First off, no one said life was safe. But its stupid to trade freedom for safety. Second off, who in their right mind, even if they are facing certain death, is going to let terrorists hijack a plane in the next 100 years? Don't you think terrorists know this? The only reason the first attack succeeded was because the "hostages" thought they would be ransomed. Third, these machines do nothing to prevent a terrorist from having a bomb sewn up inside them. If they are willing to die, what's the harm in a bit of extra surgery? They only really have to make it on the plane alive.

Edited 2010-11-17 01:44 UTC

Reply Parent Score: 7

WorknMan Member since:
2005-11-13

First off, no one said life was safe. But its stupid to trade freedom for safety. Second off, who in their right mind, even if they are facing certain death, is going to let terrorists hijack a plane in the next 100 years? Don't you think terrorists know this? The only reason the first attack succeeded was because the "hostages" thought they would be ransomed. Third, these machines do nothing to prevent a terrorist from having a bomb sewn up inside them. If they are willing to die, what's the harm in a bit of extra surgery? They only really have to make it on the plane alive.


So you're saying we should just shut down security altogether and let nut jobs carry whatever the hell they want on an airplane? Sure, folks probably wouldn't let terrorists hijack a plane again, but if there were several of them carrying AK-47's aboard, I'm not sure they'd have a lot of choice in the matter. More to the point though, I wouldn't want to be one of those people on the plane who had to try and stop a gang of terrorists packing fully-loaded automatic weapons.

Although what we have in place now may not be fool-proof, I'm sure it's at least better than nothing.

Edited 2010-11-17 02:03 UTC

Reply Parent Score: 0

bugjacobs Member since:
2009-01-03

We all know 911 was an inside job.
Everything is about deception and manipulation.

Edited 2010-11-17 12:54 UTC

Reply Parent Score: -1

flyingrobots Member since:
2010-09-30

The idea that there is only one way to protect against such an attack is not correct. Israel, for example, hasn't used naked body scanners nor sexual assault in all the years they have protected all their airliners.

I suspect that Israel has been at risk for this type of thing far longer than we have. I wonder what they are doing that we aren't....

Reply Parent Score: 2

jabbotts Member since:
2007-09-06

Don't they simply use dogs within the airport? The US spends millions trying to create a chemical sniffer instead of just getting dogs with a far more advanced chemical sensor for the price of kibble.

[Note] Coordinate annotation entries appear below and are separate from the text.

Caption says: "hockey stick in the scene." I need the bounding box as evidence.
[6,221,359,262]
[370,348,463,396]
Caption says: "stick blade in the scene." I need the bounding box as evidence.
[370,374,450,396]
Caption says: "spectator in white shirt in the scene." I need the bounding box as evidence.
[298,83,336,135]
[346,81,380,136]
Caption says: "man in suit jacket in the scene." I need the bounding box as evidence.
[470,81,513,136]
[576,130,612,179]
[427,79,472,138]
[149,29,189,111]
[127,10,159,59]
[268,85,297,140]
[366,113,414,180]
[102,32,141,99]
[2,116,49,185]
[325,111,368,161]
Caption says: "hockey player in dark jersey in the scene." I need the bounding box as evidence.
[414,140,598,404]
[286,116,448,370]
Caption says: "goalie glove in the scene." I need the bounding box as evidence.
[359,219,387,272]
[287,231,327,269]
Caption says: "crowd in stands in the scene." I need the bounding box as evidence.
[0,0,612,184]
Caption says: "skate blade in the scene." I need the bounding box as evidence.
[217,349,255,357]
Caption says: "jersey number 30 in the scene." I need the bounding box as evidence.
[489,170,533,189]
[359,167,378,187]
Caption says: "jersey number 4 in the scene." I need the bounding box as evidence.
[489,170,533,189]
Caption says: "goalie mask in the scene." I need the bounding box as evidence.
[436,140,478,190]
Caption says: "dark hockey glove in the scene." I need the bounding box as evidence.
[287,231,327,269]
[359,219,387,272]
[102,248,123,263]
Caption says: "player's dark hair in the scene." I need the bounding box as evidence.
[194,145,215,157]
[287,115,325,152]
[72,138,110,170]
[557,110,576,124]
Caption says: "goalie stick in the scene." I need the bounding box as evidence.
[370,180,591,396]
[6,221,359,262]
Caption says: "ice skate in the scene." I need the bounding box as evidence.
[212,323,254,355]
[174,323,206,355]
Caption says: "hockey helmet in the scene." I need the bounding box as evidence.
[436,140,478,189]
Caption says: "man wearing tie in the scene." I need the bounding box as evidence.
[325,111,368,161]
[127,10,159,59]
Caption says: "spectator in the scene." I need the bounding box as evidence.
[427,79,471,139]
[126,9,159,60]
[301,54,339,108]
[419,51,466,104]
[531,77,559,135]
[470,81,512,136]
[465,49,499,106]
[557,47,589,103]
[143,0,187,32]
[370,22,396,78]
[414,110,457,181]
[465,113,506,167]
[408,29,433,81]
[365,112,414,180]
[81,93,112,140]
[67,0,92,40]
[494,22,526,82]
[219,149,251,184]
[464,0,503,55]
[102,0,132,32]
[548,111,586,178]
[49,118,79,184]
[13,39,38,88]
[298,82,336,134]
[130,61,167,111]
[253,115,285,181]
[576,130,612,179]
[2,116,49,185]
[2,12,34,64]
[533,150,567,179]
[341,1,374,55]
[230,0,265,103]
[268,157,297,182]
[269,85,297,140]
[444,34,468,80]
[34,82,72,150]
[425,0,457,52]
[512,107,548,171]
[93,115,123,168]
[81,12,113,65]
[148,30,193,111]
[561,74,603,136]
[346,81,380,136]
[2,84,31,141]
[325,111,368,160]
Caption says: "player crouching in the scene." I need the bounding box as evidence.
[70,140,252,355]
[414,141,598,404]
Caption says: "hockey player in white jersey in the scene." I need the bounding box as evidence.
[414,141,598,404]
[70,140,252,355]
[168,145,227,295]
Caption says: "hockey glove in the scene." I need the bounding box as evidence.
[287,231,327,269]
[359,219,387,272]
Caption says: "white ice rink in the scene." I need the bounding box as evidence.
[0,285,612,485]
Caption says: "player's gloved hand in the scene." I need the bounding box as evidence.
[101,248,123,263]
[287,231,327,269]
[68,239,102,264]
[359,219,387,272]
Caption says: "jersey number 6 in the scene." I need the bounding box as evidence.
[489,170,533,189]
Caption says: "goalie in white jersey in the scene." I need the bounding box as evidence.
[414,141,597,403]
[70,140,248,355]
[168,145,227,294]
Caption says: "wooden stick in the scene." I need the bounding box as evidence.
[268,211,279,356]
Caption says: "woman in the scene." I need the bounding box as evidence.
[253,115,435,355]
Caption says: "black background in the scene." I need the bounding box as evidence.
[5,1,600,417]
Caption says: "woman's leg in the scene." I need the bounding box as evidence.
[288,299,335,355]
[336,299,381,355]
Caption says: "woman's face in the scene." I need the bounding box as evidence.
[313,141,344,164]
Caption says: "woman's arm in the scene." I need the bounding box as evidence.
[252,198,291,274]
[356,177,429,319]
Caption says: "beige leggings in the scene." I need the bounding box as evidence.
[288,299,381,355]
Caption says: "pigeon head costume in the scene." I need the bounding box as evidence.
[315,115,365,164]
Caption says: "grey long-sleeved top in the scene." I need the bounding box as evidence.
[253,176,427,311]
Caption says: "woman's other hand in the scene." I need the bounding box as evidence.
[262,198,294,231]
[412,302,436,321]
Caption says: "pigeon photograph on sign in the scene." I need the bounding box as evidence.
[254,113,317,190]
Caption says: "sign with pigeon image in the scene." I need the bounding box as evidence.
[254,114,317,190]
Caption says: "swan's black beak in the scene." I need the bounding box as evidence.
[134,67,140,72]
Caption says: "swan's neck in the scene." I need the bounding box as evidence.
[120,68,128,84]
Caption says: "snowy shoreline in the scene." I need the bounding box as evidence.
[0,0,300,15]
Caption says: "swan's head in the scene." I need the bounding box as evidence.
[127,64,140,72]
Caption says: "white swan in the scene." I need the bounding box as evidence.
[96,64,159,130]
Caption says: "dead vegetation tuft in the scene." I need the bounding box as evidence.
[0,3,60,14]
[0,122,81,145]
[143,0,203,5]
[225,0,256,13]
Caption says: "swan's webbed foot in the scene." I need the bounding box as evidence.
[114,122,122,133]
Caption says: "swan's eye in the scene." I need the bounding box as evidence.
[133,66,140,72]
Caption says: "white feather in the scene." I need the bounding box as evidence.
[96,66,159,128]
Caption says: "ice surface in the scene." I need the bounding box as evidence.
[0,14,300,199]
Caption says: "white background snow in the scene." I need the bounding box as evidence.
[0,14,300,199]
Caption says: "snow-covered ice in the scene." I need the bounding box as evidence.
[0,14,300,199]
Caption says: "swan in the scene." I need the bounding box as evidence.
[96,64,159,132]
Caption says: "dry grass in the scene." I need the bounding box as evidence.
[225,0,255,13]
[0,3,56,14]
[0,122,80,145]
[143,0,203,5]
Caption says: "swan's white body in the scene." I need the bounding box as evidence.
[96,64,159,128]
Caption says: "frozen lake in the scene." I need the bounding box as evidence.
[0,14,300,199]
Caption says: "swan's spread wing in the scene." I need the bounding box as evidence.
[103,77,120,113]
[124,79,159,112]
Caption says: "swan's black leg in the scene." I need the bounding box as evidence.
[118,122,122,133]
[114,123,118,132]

I've heard both Mr Shneier and Mr Steel point out that good investigative work and information sharing still trumps technology in detecting attacks.

Reply Parent Score: 2

jabbotts Member since:
2007-09-06

Guns where successfully detected previous to the full body scanners and a properly executed investigative work would put those scanners to shame in finding real threats. The scanners are not increasing safety any more than previous to the scanners being implemented. They are the very definition of security theater; a thing put in place to appear safer without any real increase in safety. The worst part is that they are not going to stop the next attack; they only add an extra planning step *if* the attackers choose board through the normal method.

Flying is still safer than crossing the street; just as it was previous to all this TSA madness.

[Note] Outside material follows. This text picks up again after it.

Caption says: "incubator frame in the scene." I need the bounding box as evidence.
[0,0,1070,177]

I wish I had the URL handy. Mr. Shneier does a great writeup on why the next terrorist attack will not be through airports or with planes. I did find these entries to get you started though:

http://www.schneier.com/blog/archives/2010/01/the_comparative.html

http://www.schneier.com/blog/archives/2006/08/what_the_terror.html

http://www.schneier.com/essay-124.html

That second one discusses some pretty clear evidence that the US has done as much as it can to insure that past terrorist attacks continue to be successful.